Turkey, India reduce, China increases, and it's a dramatic effect to ton miles for that trade, which will, we already see that it stretches the shadow fleet. The shadow fleet, the positions being up in the north are diminished. The rates in that market are rumored to have increased substantially. As we go into the winter, I do expect that there will be more purchase inquiries for older tonnage to slot into that fleet and service that trade.
Speaker 2
Thanks, Oskar. This one is more on the product side, but Europe is set to crack down on its imports of refined Russian crude, which was previously allowed. To what extent do you believe that's enforceable? Do you envision any impact on the overall market?
Speaker 6
The imports of Indian and Turkish products, it's a sizable % of the European clean product consumption, but it's nowhere near the majority. It's a relatively small %. I do think that trade flows will adjust, but it is complicated. I don't understand the workings of a refinery very well, but I assume that they have multiple storage tanks. I assume that they blend different types of crudes to produce the optimum output of different clean products. Part of that could be Russian crudes. Issuing certificates for some crudes, that some products that do or don't have Russian crude inside, is messy, and it's definitely nothing that's occurred in the industry so far. We'll have to see how that's dealt with in the future. It'll definitely be interesting to see it.
Speaker 2
Definitely. Only time will tell. That's all for me.
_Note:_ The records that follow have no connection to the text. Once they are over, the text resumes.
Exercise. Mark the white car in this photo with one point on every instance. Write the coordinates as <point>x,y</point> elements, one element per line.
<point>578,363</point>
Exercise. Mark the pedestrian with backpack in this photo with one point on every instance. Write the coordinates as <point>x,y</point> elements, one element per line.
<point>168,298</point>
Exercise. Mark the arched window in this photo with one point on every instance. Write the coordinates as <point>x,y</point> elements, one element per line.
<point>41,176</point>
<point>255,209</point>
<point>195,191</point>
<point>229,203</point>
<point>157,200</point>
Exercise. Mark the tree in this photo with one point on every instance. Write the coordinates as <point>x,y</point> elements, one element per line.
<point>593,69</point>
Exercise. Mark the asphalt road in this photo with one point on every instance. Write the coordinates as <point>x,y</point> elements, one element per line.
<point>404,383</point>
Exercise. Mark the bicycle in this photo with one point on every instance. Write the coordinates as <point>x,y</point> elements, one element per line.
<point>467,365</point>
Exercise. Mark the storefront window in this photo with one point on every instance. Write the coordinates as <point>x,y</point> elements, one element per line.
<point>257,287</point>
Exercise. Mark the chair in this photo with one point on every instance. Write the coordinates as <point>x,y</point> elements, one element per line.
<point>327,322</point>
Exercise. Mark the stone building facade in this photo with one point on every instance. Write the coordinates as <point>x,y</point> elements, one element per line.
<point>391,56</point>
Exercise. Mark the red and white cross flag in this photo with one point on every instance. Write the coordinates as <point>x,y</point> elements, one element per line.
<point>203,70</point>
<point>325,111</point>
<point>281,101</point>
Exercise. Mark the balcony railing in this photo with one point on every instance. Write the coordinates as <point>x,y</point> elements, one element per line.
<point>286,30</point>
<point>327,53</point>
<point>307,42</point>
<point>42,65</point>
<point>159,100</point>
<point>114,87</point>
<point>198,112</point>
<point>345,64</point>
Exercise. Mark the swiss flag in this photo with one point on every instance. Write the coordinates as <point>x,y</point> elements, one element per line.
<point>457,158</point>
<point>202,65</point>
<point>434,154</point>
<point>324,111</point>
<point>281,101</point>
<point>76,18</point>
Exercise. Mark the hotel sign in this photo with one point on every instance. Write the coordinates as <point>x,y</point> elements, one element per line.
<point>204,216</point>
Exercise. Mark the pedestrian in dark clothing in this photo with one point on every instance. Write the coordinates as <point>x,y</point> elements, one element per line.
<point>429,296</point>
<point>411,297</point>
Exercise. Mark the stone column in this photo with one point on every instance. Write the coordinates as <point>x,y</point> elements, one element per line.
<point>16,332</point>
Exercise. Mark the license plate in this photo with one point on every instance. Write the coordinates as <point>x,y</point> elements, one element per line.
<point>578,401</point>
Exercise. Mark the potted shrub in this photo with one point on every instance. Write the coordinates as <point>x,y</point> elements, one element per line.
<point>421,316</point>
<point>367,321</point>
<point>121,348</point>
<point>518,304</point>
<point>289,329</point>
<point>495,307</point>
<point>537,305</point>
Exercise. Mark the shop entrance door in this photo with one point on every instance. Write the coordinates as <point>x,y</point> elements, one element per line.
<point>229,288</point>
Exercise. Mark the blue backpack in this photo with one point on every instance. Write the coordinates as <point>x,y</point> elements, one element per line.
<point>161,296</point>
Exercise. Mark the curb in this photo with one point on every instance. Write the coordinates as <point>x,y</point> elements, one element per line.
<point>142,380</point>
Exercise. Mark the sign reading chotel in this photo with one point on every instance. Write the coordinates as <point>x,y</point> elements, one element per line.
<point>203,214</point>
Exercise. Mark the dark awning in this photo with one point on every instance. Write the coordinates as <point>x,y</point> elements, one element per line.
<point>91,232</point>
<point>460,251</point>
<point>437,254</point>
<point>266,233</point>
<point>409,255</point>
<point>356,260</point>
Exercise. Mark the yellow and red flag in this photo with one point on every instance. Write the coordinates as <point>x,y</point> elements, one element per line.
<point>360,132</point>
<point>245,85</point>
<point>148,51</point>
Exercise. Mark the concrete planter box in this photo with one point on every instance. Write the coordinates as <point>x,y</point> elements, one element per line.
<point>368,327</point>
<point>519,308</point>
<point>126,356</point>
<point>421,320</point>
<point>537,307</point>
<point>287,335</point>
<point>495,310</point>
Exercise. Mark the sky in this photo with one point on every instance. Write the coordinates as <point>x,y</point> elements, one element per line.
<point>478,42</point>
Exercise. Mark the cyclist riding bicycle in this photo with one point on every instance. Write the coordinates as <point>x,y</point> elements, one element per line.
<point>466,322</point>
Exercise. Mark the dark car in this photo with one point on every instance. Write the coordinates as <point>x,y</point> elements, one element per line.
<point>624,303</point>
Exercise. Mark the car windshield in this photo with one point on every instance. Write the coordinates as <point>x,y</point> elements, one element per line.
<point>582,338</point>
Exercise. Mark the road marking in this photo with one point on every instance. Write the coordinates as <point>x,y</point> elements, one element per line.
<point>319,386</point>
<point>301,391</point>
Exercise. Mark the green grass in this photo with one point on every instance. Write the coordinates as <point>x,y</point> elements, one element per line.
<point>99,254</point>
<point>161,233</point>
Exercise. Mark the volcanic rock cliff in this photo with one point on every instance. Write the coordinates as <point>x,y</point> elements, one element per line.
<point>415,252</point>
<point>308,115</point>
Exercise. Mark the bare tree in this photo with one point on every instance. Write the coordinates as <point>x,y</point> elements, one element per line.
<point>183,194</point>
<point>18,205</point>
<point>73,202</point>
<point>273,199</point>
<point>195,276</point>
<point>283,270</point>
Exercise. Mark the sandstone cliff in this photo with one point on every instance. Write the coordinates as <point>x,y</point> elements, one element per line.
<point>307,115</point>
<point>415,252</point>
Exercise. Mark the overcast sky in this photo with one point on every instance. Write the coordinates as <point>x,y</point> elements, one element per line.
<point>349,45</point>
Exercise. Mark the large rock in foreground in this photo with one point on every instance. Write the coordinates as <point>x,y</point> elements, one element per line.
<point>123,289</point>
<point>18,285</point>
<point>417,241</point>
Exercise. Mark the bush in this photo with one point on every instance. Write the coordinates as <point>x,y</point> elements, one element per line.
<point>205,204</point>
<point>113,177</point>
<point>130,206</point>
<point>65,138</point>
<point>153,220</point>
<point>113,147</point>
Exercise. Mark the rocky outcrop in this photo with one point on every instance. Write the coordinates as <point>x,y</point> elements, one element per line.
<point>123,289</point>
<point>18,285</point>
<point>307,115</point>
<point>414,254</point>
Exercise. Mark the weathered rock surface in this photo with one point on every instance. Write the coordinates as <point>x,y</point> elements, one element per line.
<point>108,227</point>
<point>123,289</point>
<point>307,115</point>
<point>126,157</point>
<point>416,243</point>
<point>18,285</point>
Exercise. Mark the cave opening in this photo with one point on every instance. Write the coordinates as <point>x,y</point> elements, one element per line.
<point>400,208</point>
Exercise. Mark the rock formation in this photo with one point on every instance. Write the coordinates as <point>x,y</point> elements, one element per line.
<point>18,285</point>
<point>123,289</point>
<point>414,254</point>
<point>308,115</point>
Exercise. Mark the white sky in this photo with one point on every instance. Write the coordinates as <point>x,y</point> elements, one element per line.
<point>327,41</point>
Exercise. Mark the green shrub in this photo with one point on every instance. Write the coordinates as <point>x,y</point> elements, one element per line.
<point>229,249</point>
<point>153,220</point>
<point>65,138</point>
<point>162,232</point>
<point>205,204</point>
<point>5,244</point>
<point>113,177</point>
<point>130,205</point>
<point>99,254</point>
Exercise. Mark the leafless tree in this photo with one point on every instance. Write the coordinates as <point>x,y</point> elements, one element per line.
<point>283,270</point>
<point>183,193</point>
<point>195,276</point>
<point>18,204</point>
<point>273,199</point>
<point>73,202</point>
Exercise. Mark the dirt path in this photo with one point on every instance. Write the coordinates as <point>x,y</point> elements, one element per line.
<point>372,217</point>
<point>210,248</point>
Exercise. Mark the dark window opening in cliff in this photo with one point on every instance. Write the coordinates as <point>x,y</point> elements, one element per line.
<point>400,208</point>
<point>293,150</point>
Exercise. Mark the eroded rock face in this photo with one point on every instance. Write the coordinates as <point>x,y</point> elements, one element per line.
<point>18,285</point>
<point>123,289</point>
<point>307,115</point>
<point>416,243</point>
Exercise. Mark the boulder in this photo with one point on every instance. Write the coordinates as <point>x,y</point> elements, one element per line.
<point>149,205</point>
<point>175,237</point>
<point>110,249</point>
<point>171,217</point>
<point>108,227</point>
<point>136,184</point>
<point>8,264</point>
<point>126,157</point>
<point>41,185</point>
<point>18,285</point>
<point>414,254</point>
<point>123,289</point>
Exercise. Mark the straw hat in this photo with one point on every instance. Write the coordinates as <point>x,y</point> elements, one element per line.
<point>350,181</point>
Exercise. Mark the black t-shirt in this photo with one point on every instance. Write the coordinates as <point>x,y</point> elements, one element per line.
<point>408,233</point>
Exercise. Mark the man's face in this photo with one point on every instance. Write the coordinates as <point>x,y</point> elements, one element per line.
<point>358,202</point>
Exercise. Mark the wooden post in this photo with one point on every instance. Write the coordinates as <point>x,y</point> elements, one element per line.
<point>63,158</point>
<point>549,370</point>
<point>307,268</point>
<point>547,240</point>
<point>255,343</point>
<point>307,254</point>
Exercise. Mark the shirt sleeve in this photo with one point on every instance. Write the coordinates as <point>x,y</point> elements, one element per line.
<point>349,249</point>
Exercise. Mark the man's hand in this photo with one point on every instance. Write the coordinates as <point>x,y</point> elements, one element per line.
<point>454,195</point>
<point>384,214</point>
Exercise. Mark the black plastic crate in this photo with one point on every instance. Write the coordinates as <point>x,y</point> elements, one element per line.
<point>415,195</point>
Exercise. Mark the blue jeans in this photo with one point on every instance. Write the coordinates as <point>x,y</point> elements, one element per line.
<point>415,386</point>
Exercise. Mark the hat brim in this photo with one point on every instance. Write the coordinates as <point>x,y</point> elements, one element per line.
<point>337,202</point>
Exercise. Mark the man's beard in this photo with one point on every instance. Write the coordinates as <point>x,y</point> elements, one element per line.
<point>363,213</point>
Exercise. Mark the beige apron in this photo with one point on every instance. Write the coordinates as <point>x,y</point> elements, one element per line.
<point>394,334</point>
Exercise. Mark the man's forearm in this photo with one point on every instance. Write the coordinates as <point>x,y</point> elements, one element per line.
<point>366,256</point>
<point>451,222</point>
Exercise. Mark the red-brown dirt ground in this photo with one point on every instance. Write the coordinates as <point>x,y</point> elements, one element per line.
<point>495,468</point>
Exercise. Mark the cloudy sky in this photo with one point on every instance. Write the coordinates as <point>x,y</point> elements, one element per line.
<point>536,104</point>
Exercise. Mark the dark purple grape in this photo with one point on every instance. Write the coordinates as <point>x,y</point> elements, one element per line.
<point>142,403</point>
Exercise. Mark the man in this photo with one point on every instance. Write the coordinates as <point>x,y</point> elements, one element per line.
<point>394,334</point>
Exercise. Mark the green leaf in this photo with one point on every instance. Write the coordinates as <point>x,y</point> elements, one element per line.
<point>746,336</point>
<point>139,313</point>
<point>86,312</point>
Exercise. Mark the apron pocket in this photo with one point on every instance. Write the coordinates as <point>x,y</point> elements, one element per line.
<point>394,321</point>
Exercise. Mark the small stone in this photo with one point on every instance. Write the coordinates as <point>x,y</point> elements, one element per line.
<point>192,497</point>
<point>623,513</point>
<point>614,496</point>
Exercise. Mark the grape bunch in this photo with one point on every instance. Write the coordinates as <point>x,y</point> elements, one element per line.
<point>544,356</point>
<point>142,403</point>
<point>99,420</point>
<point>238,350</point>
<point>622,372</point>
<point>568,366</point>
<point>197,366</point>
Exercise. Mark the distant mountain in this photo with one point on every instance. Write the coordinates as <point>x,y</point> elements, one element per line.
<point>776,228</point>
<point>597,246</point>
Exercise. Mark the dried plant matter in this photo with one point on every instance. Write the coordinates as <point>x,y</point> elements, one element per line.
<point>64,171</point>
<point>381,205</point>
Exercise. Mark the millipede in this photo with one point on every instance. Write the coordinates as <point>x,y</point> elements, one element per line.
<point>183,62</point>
Thank you for taking my questions, and congratulations for the quarter.
Speaker 6
Thank you. Hopefully, next quarter we're able to do the same.
Speaker 5
This concludes our Q&A. I'll now hand back to Iraklis Sbarounis for any final remarks.
Speaker 3
Yes. Thanks to everyone for dialing in and participating. It's been a long call for the middle of the summer. We look forward to touching base again in November. Thank you very much. Bye-bye.
Speaker 5
Ladies and gentlemen, today's call is now concluded. We'd like to thank you for your participation. You may now disconnect your line.